Certainly families don’t live in a vacuum. Socioeconomic factors – whether a family grows up in poverty, which is strongly associated with how much education parents have – can have a huge impact, since less education is linked to poorer health choices. (Also, families with fewer resources may have more trouble affording healthy food and may have less access to parks in certain impoverished areas, among other disadvantages). So experts say it’s important to think in terms of environmental influences in the broadest sense, from schools and communities to society as a whole, particularly as an obesity epidemic has expanded the waistlines of kids and adults across the U.S. and in many places around the world.

However, at a most elemental level, the influence of the family on an individual’s well-being and choices remains strong, even as one gets older and leaves the home. “Families are central to how we eat [and] how we live,” says Marina Chaparro, a registered dietitian nutritionist specializing in children and families based in Miami, and a spokeswoman for the Academy of Nutrition and Dietetics. “Really parents shape a lot of our habits and are a key influence in how we grow up in general.”

So when it comes to changing kids’ health habits – like improving how a child eats – it’s always a family affair. “Although individualized kind of treatments can work, when we’re talking about children, really we need to focus on a family-based approach,” Chaparro says. “It’s going to be really, really difficult to see any kind of change, especially behavior change that is long-term when not all the family is aboard.”

But where young kids’ healthy – and unhealthy – habits are largely established for them by their parents, as children reach adolescence, begin to challenge norms at home and grow into young adults who leave the home, there’s opportunity to break from unhealthy family traditions. Of course, even when not living under the same roof, making changesthat run counter to how a person grew up to live well can prove a tall order.

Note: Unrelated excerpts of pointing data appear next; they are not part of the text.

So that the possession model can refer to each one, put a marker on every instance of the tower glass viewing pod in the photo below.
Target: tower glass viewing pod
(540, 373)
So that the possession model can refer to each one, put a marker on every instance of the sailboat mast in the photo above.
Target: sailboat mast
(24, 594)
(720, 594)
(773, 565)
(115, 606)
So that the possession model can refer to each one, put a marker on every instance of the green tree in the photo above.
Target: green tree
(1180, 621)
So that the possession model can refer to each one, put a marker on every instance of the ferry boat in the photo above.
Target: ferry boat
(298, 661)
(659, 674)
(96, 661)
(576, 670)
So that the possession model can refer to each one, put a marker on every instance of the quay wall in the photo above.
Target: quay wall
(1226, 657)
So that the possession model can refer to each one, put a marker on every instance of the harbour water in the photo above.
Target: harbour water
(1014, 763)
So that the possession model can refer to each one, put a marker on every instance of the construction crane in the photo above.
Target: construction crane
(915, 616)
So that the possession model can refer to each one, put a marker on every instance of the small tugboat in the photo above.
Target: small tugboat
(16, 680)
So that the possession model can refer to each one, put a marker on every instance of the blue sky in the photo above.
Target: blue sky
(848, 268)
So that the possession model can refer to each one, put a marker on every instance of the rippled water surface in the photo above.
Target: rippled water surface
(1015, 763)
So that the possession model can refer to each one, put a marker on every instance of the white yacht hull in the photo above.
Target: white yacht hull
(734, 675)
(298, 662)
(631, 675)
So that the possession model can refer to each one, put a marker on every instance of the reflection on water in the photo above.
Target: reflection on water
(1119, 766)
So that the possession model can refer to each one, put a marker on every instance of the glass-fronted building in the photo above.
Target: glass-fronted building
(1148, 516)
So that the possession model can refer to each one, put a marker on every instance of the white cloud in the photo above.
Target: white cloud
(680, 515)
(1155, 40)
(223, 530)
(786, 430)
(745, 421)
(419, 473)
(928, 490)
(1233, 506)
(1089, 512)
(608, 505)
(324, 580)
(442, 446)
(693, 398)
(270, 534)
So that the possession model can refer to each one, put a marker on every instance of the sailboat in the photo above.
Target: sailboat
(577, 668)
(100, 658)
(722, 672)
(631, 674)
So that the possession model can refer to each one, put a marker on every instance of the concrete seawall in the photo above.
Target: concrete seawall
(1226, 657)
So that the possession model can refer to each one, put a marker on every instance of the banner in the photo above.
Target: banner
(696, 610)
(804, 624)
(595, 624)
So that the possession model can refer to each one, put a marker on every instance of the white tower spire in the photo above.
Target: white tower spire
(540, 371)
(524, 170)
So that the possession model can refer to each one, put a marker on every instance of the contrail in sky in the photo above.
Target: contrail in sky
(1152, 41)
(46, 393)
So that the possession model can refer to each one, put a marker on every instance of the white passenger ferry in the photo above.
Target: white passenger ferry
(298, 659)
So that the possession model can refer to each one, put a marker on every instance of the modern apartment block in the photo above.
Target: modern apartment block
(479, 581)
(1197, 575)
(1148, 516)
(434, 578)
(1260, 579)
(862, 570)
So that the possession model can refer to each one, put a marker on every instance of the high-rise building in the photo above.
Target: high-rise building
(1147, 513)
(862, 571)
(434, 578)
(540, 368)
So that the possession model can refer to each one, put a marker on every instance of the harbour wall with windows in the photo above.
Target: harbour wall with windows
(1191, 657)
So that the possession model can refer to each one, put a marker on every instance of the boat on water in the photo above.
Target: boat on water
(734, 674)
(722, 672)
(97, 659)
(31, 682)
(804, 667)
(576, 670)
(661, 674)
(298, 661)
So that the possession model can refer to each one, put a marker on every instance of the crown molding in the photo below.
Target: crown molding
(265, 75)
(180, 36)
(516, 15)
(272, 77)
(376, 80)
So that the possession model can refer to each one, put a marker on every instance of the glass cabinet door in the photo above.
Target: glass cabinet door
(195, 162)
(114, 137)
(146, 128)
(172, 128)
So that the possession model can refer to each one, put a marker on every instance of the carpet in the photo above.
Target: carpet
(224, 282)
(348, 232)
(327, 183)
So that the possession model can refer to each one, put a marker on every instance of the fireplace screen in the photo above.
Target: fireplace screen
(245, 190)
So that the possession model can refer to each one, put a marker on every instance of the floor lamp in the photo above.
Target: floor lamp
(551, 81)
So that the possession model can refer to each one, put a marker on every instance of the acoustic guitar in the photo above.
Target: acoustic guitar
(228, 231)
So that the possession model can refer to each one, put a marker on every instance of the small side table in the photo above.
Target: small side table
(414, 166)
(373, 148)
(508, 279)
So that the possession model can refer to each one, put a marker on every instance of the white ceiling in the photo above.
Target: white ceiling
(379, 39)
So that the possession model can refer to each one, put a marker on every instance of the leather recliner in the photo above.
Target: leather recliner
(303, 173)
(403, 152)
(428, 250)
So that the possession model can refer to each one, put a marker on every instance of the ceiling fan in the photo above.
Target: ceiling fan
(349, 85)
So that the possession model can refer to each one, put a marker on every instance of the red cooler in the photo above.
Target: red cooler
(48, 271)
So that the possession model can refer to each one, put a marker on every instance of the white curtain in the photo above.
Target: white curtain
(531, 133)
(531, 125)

“Change is hard,” says Emily Ozer, a clinical and community psychologist and a professor of community health sciences at UC Berkeley School of Public Health in California. So she recommends starting with small tweaks. For example, for all the talk about diet and exercise, one could easily forget the third pillar of health: sleep. Instead, make a goal to get adequate rest if you’re among the 1 in 3 adults the Centers for Disease Control and Prevention estimates don’t get adequate rest. In addition to the overall mind-body benefits of getting at least seven hours of shut-eye (and some adults need more like eight or nine hours of sleep), being well-rested can reduce the likelihood you’ll eat more to get through the day or to stay up at night, plus boost energy to support physical activity goals.

Trying to break from an unhealthy family tradition, and not sure where to start? Consider seeking guidance from a professional. That could be talking to a trainer at a local gym to develop a workout routine, if you’re out of your element or don’t know how to maximize your sweat equity, or seeing a registered dietitian to develop a healthy eating plan you actually want to follow. For those in college, some campus student health services have registered dietitians on staff who will work with students – including those with diabetesor who wish to lose weight or simply eat better – to develop an eating plan, Chaparro says.

Remember, too, that just as your home environment may have contributed to your eating poorly or spending a lot of time on the couch when you were growing up, if you’re living on your own, you’re likely to have more say in creating an environment that better supports healthy living to reduce the likelihood of slipping back into old, unhealthy habits.

If you have a choice in where you live, you might pick a walkable neighborhood and perhaps even find an area with access to bike paths, Veugelers says, where you could pedal to work rather than driving.